In direct thermal image formation, a single heat-sensitive sheet is conveyed between the thermal head and the drum, and the image is directly produced on the sheet. The sheet is not attached to the drum but is advanced between the head and the drum by frictional contact of its rearside with the drum.
Medical diagnostics are an application area of direct thermal printing; here an image is produced on a transparent sheet, a polyethylene terephthalate support in particular.
In thermal dye transfer, the sheet--i.e. the image receiving sheet--is usually attached to the rotatable drum, and a dye donor sheet or web is conveyed by frictional contact with the rotating sheet past the thermal head.
In practising the thermal printing technique described hereinbefore, the image quality may be spoiled by a defect which will be called "banding" hereinafter, and which is characterized by transverse zones (i.e. parallel with the thermal head) on the final print of slightly increased and/or reduced optical density which are particularly visible in the areas of lower optical density, say smaller than 1.0.

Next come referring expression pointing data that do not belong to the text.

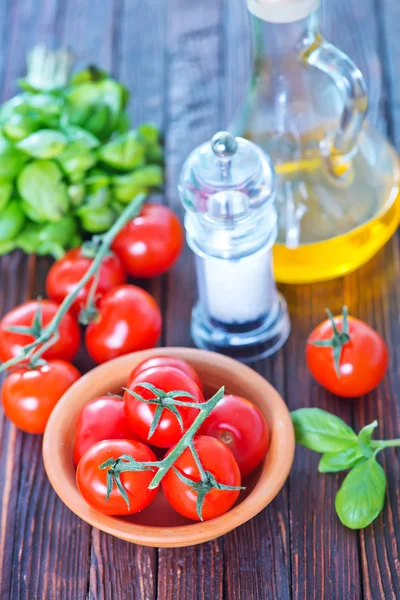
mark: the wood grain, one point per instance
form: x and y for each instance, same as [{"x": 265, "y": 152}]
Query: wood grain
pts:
[{"x": 186, "y": 64}]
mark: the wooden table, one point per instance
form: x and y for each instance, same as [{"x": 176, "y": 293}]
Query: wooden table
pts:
[{"x": 186, "y": 62}]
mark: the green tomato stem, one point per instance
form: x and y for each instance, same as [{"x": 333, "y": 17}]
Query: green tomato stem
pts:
[
  {"x": 186, "y": 439},
  {"x": 52, "y": 328}
]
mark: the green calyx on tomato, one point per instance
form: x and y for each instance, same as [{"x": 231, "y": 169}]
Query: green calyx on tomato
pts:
[
  {"x": 163, "y": 401},
  {"x": 208, "y": 482},
  {"x": 114, "y": 474},
  {"x": 338, "y": 340}
]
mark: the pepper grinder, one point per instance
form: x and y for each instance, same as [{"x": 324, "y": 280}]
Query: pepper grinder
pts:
[{"x": 227, "y": 188}]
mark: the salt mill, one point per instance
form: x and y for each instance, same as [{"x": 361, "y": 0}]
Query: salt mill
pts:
[{"x": 227, "y": 188}]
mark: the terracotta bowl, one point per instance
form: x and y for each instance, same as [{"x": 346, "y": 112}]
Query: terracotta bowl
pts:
[{"x": 159, "y": 525}]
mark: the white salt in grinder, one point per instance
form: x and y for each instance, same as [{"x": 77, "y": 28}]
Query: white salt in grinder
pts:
[{"x": 227, "y": 188}]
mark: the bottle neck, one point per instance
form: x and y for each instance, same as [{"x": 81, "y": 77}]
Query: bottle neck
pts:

A known cause for this type of defect is the drive system for the drum. The drive system can cause minute accelerations and decelerations, leading to corresponding reductions and prolongations of the printing time.

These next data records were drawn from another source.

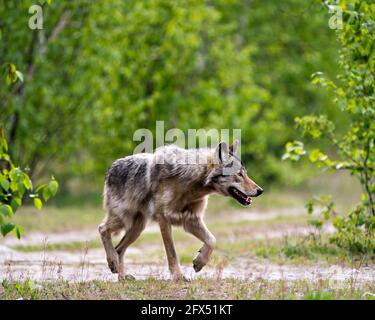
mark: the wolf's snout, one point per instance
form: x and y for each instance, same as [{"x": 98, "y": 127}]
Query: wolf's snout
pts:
[{"x": 259, "y": 192}]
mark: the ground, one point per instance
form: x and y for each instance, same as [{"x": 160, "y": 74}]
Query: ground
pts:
[{"x": 267, "y": 251}]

In a known prior art system, the print drum is driven by a sequence of timing belts: the motor drives a first intermediate shaft via a first timing belt, this first intermediate shaft drives a second intermediate shaft via a second timing belt, and the second intermediate shaft drives the print drum via a third timing belt. Since the engagement and the disengagement of the teeth of each timing belt with its belt pulleys causes minute accelerations and decelerations, such a drive system contributes significantly to the banding defect.
We have found that severe banding can occur when a substantially white line in the image is followed by a substantially black line. In this case, the resistors in the thermal head very suddenly have to provide a large quantity of thermal energy. When writing the substantially white line, the heat-sensitive material is nearly not heated, while when writing the substantially black line, a large quantity of heat is supplied by the resistors in the thermal head. As a consequence, the thermal head sinks into the heat-sensitive material, thus causing a large increase of the friction force between thermal head and heat-sensitive material. This increase of friction, which will be called "frictional shock" hereinafter, causes an important deceleration of the print drum.
Banding created by the timing belts is an example of shocks caused by the drive system, whereas the frictional shock is an example of a shock caused by a load variation.
Both types of shocks cause defects that are visible in the printed image.
Besides the problem of shocks, a second problem in drive systems is keeping the angular speed of the load substantially constant, in spite of load variations. A stepper motor drives its load at a constant speed; however, as mentioned hereinbefore, a stepper motor creates shocks itself. A DC-motor operates substantially shock-free, but the speed of a DC-motor changes considerably with load variations. A known solution to this problem is to place a rotational encoder on the same shaft as the load. The encoder converts the angular position of the load into a drive signal; this drive signal is used to drive the DC-motor. If the angular speed of the load decreases, less pulses per second are registered by the encoder, and the drive signal to the motor is adjusted accordingly.
A drawback of this method is the cost of the encoder: to measure the angular position of the load with sufficient accuracy, a high resolution encoder is required, providing a very high number of pulses per revolution of the load.